Javier Ávila, el misionero jesuita que ha dado su vida en la sierra tarahumara y que fue maestro en León en el Lux, tiene toda la fuerza moral para seguir denunciando lo que él ha definido como un fracaso de las políticas públicas: los abrazos a los criminales. Cumpliendo estos días, los dos años del asesinato de nuestros hermanos jesuitas a fuego del crimen, la denuncia del “Pato” Ávila tiene más sentido: “los abrazos ya no alcanzan para tantos balazos”.
La lógica de Andrés Manuel, -y que no refleja necesariamente la de toda la izquierda mexicana-, es que los criminales son pueblo, que tienen derechos humanos y por tanto también, derecho a la sobrevivencia viviendo de sus actividades ilícitas. El origen de su manera de pensar, es que el neoliberalismo ha provocado en las últimas décadas -y como el mismo AMLO lo recuerda siempre, desde la conquista con Hernán Cortés-, que el moreno pueblo bueno, haya sufrido vejaciones e injusticias, por lo que tiene derecho a la reivindicación social, teniendo ingresos fáciles haciendo crímenes. Y si éstos, son estadísticamente en mayor proporción, hechos en contra de las clases medias y altas a quienes consideran explotadoras, todavía mejor. Todo en las versiones de extorsión, robo, narcomenudeo, secuestros y robos, que permiten que ellos tengan un ingreso, y como son pueblo, son entonces justificables.
AMLO ha expresado que el Estado mexicano no debe usar su fuerza contra el crimen organizado. Y menos, hacerlo el ejército que también es pueblo bueno. Por eso, es mejor tener a la guardia nacional en labores de “turismo de seguridad”, observando, patrullando, sin intervenir en cualquier tipo de evento. Son testigos sociales de la dinámica donde llegamos cerca de los 200 mil asesinatos violentos que tendrá este sexenio. Son una policía de proximidad que acompaña solo observando a la sociedad desprotegida, buscando crear una sensación de seguridad al patrullar de día los centros de las ciudades. Nuestras fuerzas armadas en esa misma lógica, son encauzadas a la administración de empresas públicas, ya sean aduanas, aeropuertos, trenes, en tareas que siempre habían sido realizadas por civiles.
Lo dicho por Javier Ávila, desnuda la realidad de lo que tendremos en México en los siguientes sexenios irremediablemente: el Estado mexicano que abraza al crimen, pues es pueblo y porque permite dinamizar las economías locales a donde regresan los capitales producto de esta economía de la muerte. El mismo Javier como miles de personas que dedican la vida a la reconstrucción de las estructuras sociales en las regiones más pobres de México, trabaja para que la sociedad sea menos inequitativa en oportunidades.
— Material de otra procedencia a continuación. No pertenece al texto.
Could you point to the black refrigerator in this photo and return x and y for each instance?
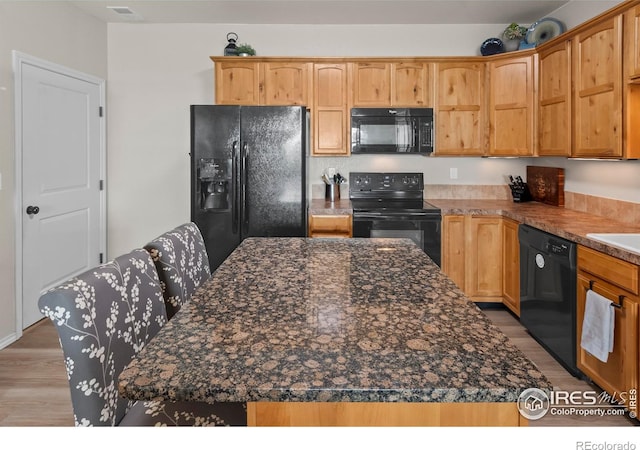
(248, 174)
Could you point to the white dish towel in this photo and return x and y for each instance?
(598, 326)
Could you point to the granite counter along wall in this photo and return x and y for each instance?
(622, 211)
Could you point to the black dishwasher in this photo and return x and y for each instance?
(548, 293)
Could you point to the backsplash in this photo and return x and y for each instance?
(467, 191)
(619, 210)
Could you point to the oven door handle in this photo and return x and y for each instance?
(394, 216)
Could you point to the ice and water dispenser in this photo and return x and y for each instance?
(214, 176)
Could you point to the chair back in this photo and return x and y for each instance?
(182, 263)
(104, 317)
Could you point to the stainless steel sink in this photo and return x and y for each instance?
(628, 241)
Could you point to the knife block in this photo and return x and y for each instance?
(521, 193)
(332, 192)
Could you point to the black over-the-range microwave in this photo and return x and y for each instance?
(392, 130)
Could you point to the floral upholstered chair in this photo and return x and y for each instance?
(104, 317)
(182, 262)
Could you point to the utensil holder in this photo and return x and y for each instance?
(332, 192)
(521, 193)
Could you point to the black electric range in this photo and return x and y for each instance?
(392, 205)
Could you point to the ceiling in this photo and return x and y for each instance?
(324, 11)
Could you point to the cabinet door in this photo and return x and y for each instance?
(453, 243)
(321, 225)
(330, 110)
(619, 373)
(511, 107)
(597, 76)
(483, 274)
(286, 83)
(411, 84)
(632, 43)
(511, 266)
(460, 117)
(371, 84)
(554, 100)
(238, 83)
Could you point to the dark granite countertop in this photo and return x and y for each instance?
(361, 320)
(563, 222)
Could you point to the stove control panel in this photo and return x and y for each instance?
(376, 181)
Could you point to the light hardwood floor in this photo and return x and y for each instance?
(34, 390)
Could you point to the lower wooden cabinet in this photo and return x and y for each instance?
(511, 265)
(472, 251)
(330, 225)
(617, 281)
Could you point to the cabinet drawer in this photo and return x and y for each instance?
(328, 225)
(617, 272)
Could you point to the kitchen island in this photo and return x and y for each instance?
(336, 332)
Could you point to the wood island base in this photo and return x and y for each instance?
(383, 414)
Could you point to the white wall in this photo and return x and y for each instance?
(61, 34)
(157, 71)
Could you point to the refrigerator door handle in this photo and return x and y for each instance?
(235, 218)
(244, 177)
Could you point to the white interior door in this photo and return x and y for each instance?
(60, 136)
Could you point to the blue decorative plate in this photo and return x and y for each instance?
(492, 46)
(544, 30)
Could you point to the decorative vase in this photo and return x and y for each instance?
(511, 45)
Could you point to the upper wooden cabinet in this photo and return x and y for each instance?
(411, 84)
(511, 106)
(381, 84)
(286, 83)
(330, 113)
(632, 43)
(631, 66)
(597, 101)
(262, 83)
(238, 82)
(371, 84)
(554, 100)
(460, 113)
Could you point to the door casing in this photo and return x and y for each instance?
(19, 59)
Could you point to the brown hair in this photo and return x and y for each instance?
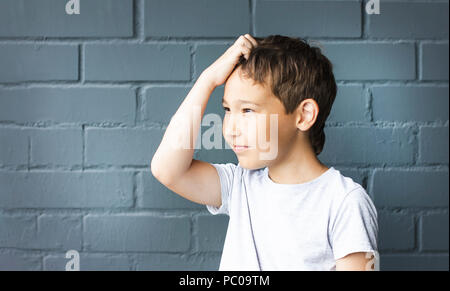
(295, 71)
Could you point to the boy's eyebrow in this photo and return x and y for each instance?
(243, 101)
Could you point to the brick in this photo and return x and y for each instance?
(410, 20)
(51, 189)
(396, 231)
(211, 232)
(142, 62)
(20, 261)
(434, 62)
(206, 55)
(411, 103)
(71, 105)
(199, 18)
(38, 62)
(176, 262)
(49, 232)
(59, 232)
(14, 146)
(349, 96)
(356, 175)
(90, 262)
(156, 195)
(56, 146)
(17, 232)
(136, 233)
(97, 18)
(121, 146)
(433, 145)
(366, 145)
(161, 103)
(413, 262)
(308, 18)
(435, 232)
(372, 61)
(399, 188)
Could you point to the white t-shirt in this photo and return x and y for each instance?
(304, 226)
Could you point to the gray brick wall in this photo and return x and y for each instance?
(85, 99)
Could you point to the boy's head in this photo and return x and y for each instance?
(283, 76)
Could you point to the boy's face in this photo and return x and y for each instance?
(255, 118)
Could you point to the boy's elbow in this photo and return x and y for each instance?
(159, 174)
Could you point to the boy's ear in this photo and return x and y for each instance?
(307, 112)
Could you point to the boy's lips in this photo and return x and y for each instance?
(239, 148)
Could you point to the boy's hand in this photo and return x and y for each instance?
(218, 72)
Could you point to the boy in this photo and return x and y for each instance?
(288, 211)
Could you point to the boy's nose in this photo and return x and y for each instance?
(231, 127)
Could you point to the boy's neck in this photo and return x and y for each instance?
(296, 166)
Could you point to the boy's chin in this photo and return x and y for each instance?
(251, 165)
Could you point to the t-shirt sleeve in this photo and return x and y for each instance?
(226, 174)
(355, 227)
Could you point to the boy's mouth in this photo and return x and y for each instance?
(239, 148)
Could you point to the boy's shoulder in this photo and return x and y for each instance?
(333, 180)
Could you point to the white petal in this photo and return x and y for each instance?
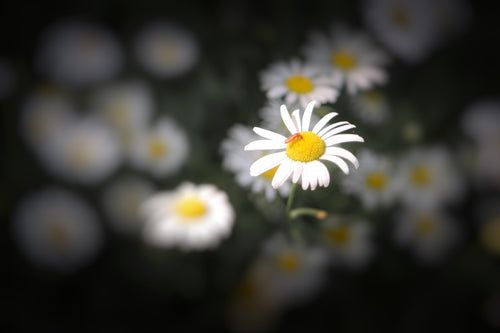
(265, 145)
(323, 121)
(337, 130)
(287, 119)
(337, 160)
(340, 138)
(266, 162)
(306, 118)
(343, 153)
(269, 134)
(284, 171)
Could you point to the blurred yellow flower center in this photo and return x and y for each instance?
(299, 84)
(190, 207)
(269, 174)
(339, 235)
(376, 180)
(343, 59)
(420, 175)
(305, 148)
(288, 261)
(158, 148)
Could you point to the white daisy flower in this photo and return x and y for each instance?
(428, 177)
(160, 150)
(121, 201)
(349, 242)
(84, 151)
(373, 182)
(370, 106)
(430, 234)
(193, 217)
(297, 82)
(77, 53)
(238, 161)
(56, 229)
(302, 151)
(350, 54)
(166, 50)
(43, 114)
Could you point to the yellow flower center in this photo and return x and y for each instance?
(158, 148)
(288, 261)
(299, 84)
(376, 180)
(190, 207)
(420, 175)
(344, 60)
(307, 147)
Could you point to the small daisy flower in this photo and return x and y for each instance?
(193, 217)
(373, 182)
(84, 151)
(296, 82)
(430, 234)
(370, 106)
(78, 53)
(165, 49)
(428, 177)
(350, 54)
(160, 150)
(238, 161)
(302, 152)
(348, 242)
(121, 201)
(55, 229)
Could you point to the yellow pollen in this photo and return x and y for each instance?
(307, 148)
(420, 175)
(190, 207)
(158, 148)
(343, 59)
(339, 235)
(288, 261)
(299, 84)
(376, 180)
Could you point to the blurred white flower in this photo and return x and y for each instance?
(350, 54)
(121, 201)
(430, 234)
(238, 161)
(370, 106)
(298, 82)
(301, 153)
(77, 53)
(55, 229)
(165, 49)
(348, 242)
(84, 151)
(162, 149)
(192, 217)
(373, 182)
(428, 177)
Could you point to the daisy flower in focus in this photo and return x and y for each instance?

Somos los que sabemos que, solo trabajando en la formación de capacidades en las comunidades y suburbios, con educación y sistemas productivos, es como se puede alcanzar un futuro mejor. Pero lo que se da en mayores proporciones, es que miles de jóvenes son reclutados con o sin su voluntad, para ser parte de las bandas de la muerte.
No veo un futuro cercano prometedor para el País sobre la inseguridad. Este sexenio con Claudia Sheinbaum y los siguientes sexenios donde el partido gobernante repetirá triunfos arrolladores en las elecciones, nos darán el mismo escenario. La ley no se cumplirá; el sistema judicial y el electoral estarán controlados por el Ejecutivo, generando normas desde la mayoría absoluta del partido hegemónico que sustituyó al difunto PRI. Tendremos que trabajar la sociedad civil en proyectos que sigan construyendo junto con los sectores más pobres, proyectos productivos que den sustento digno y honrado para los menores y jóvenes que buscan oportunidades. Y cada uno cuidándose para reducir la probabilidad de que nos toque.
Tendrán que acabarse las generaciones que saben que hay impunidad por los crímenes y que el Estado mexicano les tolera. Deberán ser menos, aquellos que ven más fácil acabar con la vida del prójimo para ganar dinero rápido, que construir un proyecto de vida basado en el estudio y en el trabajo. Por eso, los abrazos ya no nos alcanzan, como dice Javier Ávila, para llorar las muertes por tantos balazos.